Gabrielle barely survives her injury and reports that the Runts were tipped off to the drug deal by Sasha Thompson, the leader of the Mad Dogs. James and Bruce are sent to infiltrate the Mad Dogs, using James' past relationship with Keith Moore's son and Mad Dog associate Junior Moore. The two are soon accepted into the gang and ingratiate themselves to Sasha by assisting in robbing a drug deal set up by the Slasher Boys. However, James' rapid ascent annoys Junior, who Sasha is trying to protect from criminal activity. Junior tries to persuade James to join him in the robbery of a travel agent, but James declines and is convinced by Bruce to turn Junior in. Junior unsuccessfully robs the travel agent and is arrested moments after leaving.

James and Bruce infiltrate Sasha's house to search for evidence under the ruse of treating a soccer injury. James is seduced by Sasha's daughter Lois, who takes his virginity, but regrets cheating on Dana. Bruce discovers that Sasha is in contact with Major Dee's accountant Simeon Bentine, whom the cherubs realise is informing Sasha about the Slasher Boys' drug deals so that Sasha can rob them. Mission controllers John Jones and Chloe Blake coerce Bentine into helping them set up a sting operation to arrest both Sasha and Major Dee while the latter makes a routine cocaine pickup. However, Sasha is tipped off about the sting operation and plans to instead rob an airplane carrying US currency while the police are distracted by the sting operation. The Runts are in turn tipped off by Sasha about Major Dee's pickup. Michael escapes the resulting shoot-out; while fleeing, he encounters the Runt who had stabbed Gabrielle but cannot bring himself to kill him. Michael is arrested, as is James after Sasha's escape goes awry. Bruce escapes and manages to preserve a truck used in the airport robbery filled with forensic evidence. However, Bentine swaps Major Dee's cocaine out for talcum powder, allowing the Slasher Boys and Runts to escape prosecution for drug charges. With the rival gang members also unlikely to face prosecution for the shootout, the mission ends and the cherubs return to campus. James confesses his infidelity to Dana, who is hurt but decides not to dump him, so long as he has an STD test first.
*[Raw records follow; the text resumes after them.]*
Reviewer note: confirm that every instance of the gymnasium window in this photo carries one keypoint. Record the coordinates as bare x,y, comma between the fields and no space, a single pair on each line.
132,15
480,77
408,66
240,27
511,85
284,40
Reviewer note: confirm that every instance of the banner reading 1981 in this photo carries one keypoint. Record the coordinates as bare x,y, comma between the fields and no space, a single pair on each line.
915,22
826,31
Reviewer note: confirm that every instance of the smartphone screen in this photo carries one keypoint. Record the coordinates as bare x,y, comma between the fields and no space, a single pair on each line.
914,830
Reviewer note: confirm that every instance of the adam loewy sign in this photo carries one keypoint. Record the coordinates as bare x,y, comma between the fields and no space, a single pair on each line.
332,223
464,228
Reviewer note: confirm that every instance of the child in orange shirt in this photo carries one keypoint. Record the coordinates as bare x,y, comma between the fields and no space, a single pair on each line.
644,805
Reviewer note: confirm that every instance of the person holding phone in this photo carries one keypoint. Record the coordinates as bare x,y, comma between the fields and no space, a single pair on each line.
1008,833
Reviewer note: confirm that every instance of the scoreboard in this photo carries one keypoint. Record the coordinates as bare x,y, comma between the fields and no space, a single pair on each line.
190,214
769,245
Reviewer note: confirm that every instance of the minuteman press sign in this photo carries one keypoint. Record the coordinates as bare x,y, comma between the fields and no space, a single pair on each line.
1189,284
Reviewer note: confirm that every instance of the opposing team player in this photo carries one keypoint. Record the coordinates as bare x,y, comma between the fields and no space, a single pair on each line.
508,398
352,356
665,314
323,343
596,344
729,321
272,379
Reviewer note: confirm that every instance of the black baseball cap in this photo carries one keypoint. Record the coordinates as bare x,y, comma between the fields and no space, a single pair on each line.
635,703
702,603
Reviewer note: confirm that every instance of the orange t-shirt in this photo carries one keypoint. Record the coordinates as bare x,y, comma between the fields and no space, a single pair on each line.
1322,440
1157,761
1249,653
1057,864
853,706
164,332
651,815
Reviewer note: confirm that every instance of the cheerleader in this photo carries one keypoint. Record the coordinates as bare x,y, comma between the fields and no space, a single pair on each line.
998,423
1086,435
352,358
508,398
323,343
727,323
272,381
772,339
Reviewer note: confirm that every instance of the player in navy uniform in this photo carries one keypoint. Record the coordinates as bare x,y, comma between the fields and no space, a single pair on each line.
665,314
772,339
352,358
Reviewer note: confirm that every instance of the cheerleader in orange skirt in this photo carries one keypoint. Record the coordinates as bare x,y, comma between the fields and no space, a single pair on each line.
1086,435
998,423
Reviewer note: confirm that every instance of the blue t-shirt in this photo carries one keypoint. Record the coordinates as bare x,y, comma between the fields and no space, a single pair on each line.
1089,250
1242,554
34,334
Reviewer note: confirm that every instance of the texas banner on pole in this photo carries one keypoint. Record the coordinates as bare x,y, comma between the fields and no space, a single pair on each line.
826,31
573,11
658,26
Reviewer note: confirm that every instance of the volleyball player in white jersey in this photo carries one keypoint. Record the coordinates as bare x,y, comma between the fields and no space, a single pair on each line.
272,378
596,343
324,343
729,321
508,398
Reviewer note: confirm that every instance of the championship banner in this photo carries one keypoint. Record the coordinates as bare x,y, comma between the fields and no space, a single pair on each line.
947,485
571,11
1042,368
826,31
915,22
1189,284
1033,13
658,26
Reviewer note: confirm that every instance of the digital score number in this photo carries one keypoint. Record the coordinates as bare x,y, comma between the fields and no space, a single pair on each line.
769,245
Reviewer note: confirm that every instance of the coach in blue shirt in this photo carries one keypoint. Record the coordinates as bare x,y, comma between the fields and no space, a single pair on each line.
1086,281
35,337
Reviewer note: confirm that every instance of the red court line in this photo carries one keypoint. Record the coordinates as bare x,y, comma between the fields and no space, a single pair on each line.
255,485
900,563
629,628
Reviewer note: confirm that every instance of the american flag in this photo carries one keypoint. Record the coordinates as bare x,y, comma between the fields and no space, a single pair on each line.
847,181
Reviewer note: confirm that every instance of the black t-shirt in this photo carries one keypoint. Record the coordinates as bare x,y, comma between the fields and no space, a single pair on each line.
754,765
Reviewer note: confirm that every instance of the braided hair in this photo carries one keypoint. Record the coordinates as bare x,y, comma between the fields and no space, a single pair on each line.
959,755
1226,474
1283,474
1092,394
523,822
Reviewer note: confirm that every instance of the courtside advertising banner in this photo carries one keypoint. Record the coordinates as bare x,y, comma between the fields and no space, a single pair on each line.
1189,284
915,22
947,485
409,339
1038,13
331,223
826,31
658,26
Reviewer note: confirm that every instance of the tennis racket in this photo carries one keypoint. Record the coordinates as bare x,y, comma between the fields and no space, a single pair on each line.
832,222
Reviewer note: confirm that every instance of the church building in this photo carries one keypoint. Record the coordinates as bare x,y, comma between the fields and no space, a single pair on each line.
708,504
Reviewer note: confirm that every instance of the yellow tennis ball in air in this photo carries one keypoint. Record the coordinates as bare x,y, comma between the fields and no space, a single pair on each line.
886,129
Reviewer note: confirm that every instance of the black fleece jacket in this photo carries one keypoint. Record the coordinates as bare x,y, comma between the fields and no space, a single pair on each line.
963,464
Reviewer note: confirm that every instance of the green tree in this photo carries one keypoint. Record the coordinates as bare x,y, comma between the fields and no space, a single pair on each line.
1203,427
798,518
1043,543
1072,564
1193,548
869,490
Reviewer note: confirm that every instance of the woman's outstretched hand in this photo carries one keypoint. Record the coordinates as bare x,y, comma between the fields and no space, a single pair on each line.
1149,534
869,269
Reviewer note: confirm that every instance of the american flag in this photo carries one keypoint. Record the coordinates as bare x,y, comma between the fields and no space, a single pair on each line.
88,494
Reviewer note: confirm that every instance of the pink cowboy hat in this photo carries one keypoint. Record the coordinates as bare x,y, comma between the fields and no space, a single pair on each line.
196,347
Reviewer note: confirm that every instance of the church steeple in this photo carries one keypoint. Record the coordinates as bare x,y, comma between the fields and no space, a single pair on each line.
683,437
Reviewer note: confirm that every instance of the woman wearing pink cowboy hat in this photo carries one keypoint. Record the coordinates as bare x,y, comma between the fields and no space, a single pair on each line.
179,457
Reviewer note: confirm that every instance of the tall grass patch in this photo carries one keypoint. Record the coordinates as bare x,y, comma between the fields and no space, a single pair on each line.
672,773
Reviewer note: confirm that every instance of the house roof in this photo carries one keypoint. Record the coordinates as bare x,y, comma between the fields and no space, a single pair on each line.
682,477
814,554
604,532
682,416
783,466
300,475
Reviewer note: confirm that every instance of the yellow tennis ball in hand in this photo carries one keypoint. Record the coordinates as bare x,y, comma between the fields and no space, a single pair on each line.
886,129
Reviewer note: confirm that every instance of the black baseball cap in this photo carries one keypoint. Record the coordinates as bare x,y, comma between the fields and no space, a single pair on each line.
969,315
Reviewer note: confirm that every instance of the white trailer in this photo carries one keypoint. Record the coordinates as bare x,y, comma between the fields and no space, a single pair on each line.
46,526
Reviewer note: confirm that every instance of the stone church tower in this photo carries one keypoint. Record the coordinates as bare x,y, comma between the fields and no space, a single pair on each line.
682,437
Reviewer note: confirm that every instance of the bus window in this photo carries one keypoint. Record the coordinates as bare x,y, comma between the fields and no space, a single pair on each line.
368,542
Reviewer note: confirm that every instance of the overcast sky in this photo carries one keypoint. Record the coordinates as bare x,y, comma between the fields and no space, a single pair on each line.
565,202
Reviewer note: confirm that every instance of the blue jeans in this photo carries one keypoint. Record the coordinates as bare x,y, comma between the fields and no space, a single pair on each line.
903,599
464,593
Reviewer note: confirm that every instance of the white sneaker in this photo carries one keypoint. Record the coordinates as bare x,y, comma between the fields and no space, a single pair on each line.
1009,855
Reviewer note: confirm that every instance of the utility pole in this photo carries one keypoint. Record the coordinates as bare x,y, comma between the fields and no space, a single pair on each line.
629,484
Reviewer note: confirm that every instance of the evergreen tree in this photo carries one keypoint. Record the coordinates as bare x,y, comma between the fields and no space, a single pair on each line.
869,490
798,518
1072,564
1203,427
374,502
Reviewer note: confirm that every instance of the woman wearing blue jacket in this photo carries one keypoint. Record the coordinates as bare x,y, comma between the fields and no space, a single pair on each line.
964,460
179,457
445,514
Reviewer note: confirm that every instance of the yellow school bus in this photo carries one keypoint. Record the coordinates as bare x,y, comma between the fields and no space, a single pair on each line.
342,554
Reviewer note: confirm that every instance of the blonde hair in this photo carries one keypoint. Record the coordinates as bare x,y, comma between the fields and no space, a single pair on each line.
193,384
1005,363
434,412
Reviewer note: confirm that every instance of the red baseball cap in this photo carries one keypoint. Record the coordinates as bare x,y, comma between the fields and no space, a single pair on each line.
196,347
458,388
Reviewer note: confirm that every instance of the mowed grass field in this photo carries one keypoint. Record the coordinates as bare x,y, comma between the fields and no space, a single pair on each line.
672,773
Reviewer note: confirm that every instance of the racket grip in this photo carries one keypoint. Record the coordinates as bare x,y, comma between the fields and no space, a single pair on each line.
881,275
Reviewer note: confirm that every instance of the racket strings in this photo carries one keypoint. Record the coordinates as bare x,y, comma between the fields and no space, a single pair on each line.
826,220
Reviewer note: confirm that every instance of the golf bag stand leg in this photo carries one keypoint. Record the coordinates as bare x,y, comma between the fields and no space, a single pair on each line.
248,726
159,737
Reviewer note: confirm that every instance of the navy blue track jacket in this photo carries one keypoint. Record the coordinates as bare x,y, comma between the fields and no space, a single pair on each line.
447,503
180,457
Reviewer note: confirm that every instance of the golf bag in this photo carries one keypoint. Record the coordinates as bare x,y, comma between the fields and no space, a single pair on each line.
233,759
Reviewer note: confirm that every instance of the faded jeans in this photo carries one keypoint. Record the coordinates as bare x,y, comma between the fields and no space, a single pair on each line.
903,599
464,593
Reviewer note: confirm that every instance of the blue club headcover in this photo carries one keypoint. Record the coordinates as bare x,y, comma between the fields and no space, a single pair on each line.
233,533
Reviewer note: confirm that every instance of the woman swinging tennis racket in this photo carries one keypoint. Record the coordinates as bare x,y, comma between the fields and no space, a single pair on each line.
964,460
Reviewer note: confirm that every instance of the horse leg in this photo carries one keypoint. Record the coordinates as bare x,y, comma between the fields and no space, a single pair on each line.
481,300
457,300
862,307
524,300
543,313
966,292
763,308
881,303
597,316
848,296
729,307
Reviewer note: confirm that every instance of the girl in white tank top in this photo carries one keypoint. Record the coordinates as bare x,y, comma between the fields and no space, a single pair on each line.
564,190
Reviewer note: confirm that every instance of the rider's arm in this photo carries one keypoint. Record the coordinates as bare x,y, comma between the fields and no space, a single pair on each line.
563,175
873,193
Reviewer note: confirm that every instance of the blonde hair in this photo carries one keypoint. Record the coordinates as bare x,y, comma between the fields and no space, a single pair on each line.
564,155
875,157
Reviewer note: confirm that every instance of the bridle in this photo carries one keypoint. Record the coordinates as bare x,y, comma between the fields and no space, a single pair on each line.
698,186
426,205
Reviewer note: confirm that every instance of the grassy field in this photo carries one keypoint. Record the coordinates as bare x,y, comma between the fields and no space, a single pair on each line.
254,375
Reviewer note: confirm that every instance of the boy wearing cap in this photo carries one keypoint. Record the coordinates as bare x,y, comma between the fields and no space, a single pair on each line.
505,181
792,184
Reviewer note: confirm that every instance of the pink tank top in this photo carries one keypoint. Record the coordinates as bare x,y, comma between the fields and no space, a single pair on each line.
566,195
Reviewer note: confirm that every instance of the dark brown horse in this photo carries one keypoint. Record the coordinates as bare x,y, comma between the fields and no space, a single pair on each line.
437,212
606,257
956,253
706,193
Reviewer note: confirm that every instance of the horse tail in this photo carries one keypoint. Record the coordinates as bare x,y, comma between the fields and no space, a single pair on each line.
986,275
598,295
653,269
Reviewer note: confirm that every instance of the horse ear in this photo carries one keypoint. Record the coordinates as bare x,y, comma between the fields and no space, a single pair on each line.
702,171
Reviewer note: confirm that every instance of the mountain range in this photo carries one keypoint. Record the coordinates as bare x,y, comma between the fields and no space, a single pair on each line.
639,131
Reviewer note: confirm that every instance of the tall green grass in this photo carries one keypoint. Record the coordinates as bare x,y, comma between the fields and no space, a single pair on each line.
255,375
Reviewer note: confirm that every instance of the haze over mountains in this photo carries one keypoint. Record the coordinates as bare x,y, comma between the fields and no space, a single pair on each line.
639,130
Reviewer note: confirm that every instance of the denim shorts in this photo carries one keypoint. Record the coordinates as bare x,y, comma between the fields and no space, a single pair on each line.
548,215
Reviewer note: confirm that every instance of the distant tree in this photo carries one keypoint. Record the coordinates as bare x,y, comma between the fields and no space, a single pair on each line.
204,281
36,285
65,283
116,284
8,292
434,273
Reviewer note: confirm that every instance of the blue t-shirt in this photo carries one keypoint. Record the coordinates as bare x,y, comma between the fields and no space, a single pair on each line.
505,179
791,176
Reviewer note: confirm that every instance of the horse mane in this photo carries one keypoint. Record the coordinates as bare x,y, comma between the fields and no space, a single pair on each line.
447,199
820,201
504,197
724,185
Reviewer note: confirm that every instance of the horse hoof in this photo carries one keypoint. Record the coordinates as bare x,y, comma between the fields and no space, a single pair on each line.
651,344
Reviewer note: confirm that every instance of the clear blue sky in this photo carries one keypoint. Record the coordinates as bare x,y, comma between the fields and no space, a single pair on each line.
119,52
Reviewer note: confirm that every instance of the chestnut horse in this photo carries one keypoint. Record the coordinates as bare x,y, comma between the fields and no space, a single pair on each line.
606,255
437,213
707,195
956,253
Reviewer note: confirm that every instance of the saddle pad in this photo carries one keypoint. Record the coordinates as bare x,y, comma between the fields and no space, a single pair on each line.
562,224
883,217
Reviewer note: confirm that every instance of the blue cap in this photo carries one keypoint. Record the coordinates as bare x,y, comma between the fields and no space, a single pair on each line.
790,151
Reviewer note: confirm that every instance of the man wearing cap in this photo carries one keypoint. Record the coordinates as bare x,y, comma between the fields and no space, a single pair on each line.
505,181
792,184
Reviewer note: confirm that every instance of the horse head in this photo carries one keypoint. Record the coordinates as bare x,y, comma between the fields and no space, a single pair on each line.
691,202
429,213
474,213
In the epilogue, Sasha and most of the Mad Dogs are incarcerated, as is Junior Moore. Major Dee escalates the war between the Slasher Boys and the Runts, but is ultimately forced to flee the country after several of his associates are arrested in connection to the death of several Runts. Bentine also flees the country, but is found and killed by Major Dee's associates. Large begins working as a security guard, after being unable to train as a prison officer due to his heart condition. Gabrielle continues to recover from her wounds, Bruce is awarded the black shirt for his performance, and James' test results come back negative.

== Reception ==
On behalf of The Guardian, Ninja called Mad Dogs "a fantastic book full of twists and turns".